【断章】黒魔術師の旅路 其ノ壱
ある旅先での出来事だ。滞在していた国の街を歩いていると、どこか騒がしい。普段が静かな国という意味ではなく、何故か夜だというのに国民達が忙しなく動いている。
(何か……あったのか?)
身につけた黒いローブから顔を覗かせ、辺りを観察する。
「聞いたか?! 聖剣が抜かれたらしいぞ!」
「ついに勇者様が現れたんだ!」
「どこの国の人間だ?!」
「確か聖剣はラムル王国だろう?現地民じゃないのか?」
聞こえてくる会話からようやく自身も事態の盛り上がりを理解した。
「なるほど……そういうことか。 聖剣の悪戯か、はたまた唯の大馬鹿者か」
冷静だった。だって当然だ。勇者が偽物だということは火を見るより明らかだったからだ。

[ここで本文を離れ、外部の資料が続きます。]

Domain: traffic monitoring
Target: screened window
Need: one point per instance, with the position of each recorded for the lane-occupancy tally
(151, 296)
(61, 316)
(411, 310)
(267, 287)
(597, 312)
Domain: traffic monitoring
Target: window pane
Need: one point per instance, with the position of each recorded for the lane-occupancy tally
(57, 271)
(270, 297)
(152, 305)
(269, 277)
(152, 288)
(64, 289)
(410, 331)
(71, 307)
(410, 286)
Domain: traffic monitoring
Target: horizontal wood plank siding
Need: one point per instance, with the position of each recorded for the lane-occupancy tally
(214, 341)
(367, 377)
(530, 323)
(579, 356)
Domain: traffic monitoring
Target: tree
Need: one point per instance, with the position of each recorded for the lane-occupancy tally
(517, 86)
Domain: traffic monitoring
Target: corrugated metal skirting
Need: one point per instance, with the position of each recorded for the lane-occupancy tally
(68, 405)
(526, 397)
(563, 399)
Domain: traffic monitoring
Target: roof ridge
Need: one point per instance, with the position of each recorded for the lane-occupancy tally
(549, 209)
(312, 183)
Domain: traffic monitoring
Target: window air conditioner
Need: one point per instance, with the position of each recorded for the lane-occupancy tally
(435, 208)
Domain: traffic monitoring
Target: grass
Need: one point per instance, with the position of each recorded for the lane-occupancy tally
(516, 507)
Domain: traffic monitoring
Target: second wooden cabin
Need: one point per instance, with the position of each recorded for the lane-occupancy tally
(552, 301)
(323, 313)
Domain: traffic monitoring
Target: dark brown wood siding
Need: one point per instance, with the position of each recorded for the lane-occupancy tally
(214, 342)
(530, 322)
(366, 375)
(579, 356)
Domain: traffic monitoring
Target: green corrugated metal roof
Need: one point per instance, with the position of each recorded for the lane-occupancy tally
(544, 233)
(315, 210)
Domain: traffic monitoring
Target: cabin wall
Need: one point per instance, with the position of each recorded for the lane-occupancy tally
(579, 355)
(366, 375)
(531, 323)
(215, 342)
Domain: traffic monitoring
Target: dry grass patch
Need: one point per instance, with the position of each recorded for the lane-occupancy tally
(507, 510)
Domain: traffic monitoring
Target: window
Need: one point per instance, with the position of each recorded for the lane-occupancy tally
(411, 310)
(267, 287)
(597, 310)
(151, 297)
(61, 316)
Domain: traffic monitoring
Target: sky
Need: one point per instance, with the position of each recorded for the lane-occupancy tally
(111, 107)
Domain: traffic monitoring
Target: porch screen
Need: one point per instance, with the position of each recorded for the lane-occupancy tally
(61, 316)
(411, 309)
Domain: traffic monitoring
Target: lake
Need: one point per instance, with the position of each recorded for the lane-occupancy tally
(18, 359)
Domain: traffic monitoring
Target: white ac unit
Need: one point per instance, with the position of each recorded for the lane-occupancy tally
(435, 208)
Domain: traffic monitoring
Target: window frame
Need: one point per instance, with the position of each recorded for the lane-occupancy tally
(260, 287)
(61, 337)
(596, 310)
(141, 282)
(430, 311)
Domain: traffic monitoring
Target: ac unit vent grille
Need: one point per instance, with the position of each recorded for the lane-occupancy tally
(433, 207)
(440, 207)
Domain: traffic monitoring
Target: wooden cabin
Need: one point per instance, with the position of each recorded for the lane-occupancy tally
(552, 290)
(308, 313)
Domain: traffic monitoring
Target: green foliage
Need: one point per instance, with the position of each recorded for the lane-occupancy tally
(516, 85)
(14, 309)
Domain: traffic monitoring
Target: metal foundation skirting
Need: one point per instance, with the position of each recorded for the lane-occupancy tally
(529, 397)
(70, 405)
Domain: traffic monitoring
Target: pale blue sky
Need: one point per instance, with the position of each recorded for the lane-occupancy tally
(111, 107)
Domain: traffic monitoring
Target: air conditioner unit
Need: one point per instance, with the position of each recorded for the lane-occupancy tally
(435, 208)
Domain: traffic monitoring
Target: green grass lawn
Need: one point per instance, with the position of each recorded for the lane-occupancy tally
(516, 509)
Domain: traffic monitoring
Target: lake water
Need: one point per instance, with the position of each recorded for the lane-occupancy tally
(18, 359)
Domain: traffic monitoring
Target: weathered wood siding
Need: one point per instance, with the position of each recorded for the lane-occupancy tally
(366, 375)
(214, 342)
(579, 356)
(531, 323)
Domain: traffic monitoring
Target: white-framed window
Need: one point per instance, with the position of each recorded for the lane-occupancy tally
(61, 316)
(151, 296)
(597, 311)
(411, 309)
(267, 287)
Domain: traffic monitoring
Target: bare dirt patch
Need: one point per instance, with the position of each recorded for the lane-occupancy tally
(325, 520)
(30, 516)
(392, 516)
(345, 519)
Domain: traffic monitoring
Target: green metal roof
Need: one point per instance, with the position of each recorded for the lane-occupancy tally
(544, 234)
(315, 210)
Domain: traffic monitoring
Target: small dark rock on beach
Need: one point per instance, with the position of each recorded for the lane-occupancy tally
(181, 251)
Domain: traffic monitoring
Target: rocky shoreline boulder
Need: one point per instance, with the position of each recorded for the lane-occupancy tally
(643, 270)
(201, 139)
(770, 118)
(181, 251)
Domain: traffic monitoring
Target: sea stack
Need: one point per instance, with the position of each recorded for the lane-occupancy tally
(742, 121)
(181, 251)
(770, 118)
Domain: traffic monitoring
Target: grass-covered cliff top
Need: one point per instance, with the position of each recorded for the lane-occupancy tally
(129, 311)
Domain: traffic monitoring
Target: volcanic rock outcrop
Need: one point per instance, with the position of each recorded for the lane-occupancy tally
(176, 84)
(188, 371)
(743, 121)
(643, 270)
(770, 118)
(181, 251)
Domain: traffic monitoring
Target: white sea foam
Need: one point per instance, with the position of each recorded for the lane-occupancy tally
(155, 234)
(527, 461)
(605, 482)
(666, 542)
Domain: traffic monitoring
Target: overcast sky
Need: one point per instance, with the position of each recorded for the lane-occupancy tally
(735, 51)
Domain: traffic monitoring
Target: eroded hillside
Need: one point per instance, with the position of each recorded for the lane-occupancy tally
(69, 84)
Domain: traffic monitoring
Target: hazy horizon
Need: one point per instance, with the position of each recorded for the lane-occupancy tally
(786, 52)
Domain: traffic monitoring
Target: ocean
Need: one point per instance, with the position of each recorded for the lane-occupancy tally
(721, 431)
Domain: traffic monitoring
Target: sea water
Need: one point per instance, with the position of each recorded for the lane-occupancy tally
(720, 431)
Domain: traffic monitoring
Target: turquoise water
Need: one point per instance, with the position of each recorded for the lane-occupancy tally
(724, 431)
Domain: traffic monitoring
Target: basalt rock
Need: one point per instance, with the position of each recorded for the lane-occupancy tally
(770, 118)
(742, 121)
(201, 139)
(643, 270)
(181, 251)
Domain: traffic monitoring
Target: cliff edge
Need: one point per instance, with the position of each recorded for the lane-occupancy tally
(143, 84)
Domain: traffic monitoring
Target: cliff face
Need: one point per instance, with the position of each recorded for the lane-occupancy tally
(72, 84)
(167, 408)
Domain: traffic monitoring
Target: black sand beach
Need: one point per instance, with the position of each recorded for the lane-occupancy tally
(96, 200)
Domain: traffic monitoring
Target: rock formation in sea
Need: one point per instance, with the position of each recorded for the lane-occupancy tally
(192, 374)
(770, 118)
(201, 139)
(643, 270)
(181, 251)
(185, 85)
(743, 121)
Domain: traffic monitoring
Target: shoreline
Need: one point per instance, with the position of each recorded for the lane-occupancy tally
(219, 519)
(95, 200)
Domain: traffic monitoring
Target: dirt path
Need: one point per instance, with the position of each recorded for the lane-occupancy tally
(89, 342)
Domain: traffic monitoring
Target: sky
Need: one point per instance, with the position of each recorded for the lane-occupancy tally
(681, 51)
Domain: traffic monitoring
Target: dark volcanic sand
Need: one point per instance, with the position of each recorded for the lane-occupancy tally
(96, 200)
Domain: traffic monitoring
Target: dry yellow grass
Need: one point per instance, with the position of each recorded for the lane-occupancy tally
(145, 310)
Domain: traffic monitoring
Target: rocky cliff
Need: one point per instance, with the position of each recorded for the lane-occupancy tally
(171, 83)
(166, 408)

「にしても……条件が満たされていないというのに抜けたというのは、あまりいい話ではないのは確かだ。抜いたやつを殺しにいくか……いや、少し様子を見た方がいいか?」
考えた末、様子を見ることにした。
聖剣はまだ抜けないはずだった。
名のある者が抜いたのならまだ有り得たかもしれない。だが、抜いたのは名も知られていない無銘ときた。
「……誰かが仕組んだのは間違いないとして、問題は私が気づけなかったこと……」
何者かが聖剣に細工をしたと考えるのが妥当だった。
「だが、一体どうやって……」
物理的に抜けやすくするのは不可能だ。例え天地をひっくり返せる怪力を持ってしても、今の聖剣はびくともしない。
なにより、優れた兵が揃っているラムル王国が監視する中で、そのような行為に及べば犯人は一目瞭然だ。
だが、聖剣は突如として引き抜かれた。
それも、無銘によって、だ。
策が無いわけではない。世界でも有数の魔法使い二百人ほどが集まり、数百年かけて聖剣の力を少しづつ削いでいけば、今の聖剣の状態でも抜けないことは無い。
「現実的では無いな……仮にそうだったとして、何故なにも力のない無銘に抜かせた? そんな奴に聖剣を持たせて、そいつらになんの利がある?」
無銘に聖剣が抜かれた。
この事実を素直に受け止め、事態を考察するならば、敵は恐ろしいほど優れた魔法使いであるということ。
誰にも気づかせず、聖剣を無銘が引き抜けるまで弱体化させたなんて離れ業をやってのける超人。
「魔法の腕は間違いなく相手が上か……ならば、下手な詮索はよし、やはり敵が尻尾をだした機会を狙うべきか」
出し抜かれた不快感と苛立ちを冷静に処理し、やるべき事を決めていく。
「……ふぅ。ラムル王国か。少し遠いですね……」
そうして、長く滞在していた国を後にした。